Blackguards – Tales of Assassins, Mercenaries and Rogues edited by J.M. Martin




Coin is their master, and their trade, more often than not, is blood. These are BLACKGUARDS.

Whether by coin or by blood…YOU WILL PAY.

(You can see the full author listing here)


First off, hello again! Two weeks goes by so slow, and yet so fast 🙂 As I indicated in my last review, vacation didn’t mean no reading, it just meant slower reading and slower writing. Now I’m looking to get back into the swing of things, and I thought a good way to do that is to look at a Kickstarter-funded anthology that I first referenced late in 2014 when talking about my experience with the crowd-funding site and creative projects, like this one.

As of the date I wrote this, I have received the e-book version of the anthology. The physical books were supposed to start shipping on 3/31. As of 4/16 mine does not show as shipped and I am waiting for a response from the creator as to when I might get it. If anything relevant comes of that conversation, I’ll update it in time. Fulfillment has been good, not great. Though a bit slow (was quoted for 12/14, and it’s now 4/15 with no physical copies as of yet), the book did grow by 50% so the extra time is understandable. Communication hasn’t been the best I’ve ever sen, but he did include plenty of photographic evidence of things moving along, which does go a long way for proving the legitimacy of a project. As when I wrote that article, I believed that something like this: an anthology assembled by a professional editor with experience and stories written by professionals is the kind of project to support if you want the best odds that you’ll see something on the other end.

So anyway, Blackguards is what I expected the G.R.R.M – edited Rogues anthology to be: a collection of fantasy stories centered around roguish characters. Right off the bat, that may be enough for some to go check this out. Other pluses on a pure structural aspect: It’s also a collection of entirely new stories, a nice bonus as most anthologies are collections of previous works, and not new tales. I’ll also say that unlike some anthologies, the introductions to the stories are nice and brief, never outstaying their welcome. Authors got enough space to provide context for their tales or what series their stories are from, so new readers can track down the related works. It worked well. Finally, all the stories come with a title illustration. The art may or may not to be of your taste, but it’s a nice feature.

As for the content, I’d have to stay that overall, the quality is pretty dang high. As always, there are a few stories that won’t quite do it for you (and I admit, the two fan submissions that were included in the book were among the four or five that I skipped over), but generally speaking, it’s pretty good. My major complaint is that outside the one contemporary story and the two or three tales set in specifically places and times, most of the stories are very traditional faux-medieval fantasies, so over the course of the 750ish pages, there’s a feeling of sameness that can be a drag. I’d liked to have seen the inclusion of some urban fantasy or maybe some paranormal just to shake things up.

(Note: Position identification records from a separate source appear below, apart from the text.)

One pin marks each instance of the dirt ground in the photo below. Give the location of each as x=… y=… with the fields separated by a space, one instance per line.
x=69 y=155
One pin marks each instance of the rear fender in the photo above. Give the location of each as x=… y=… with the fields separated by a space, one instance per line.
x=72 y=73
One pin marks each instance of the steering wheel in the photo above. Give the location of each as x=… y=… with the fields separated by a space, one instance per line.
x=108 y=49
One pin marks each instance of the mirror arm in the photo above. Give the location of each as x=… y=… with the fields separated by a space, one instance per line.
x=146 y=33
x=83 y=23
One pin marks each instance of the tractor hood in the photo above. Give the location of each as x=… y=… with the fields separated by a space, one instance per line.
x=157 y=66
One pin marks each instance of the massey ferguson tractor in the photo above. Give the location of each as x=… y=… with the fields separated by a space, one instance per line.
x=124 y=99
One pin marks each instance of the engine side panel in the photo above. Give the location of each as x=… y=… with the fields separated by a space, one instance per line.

Overall, this is a very solid anthology series, and it’s an easy recommendation, especially for those who’ve never bought a collection like this and aren’t sure that it’s there thing. I think this group of authors did a good job writing stories that would be accessible to all, and not just their fans. Of course, if you haven’t been swayed by this kind of thing before, this won’t change your mind.

Verdict: Buy It. I’d probably recommend getting your hands on the e-book version if you have a reader. At 750 pages and 6 x 9 print size, this is a monster of a book, and an e-reader is just going to be more comfortable to read.

[Edited 5/11 – Having gone out in the last batch of books, my copy finally arrived today. Anyway, the quality of the book itself is very high and easily of the quality of anything else you’d find on the shelf. I particularly how the introductions are on an actual introduction page (as opposed to just a paragraph separated from the text) and the artwork definitely benefits from being on the larger format than my Paperwhite. All told it’s a job very well done and I feel I got my money’s worth. That said, my recommendation of the digital copy still stands, especially if you’re like me and do a lot of your reading while you are out and about: the book is just too big to comfortably travel with.]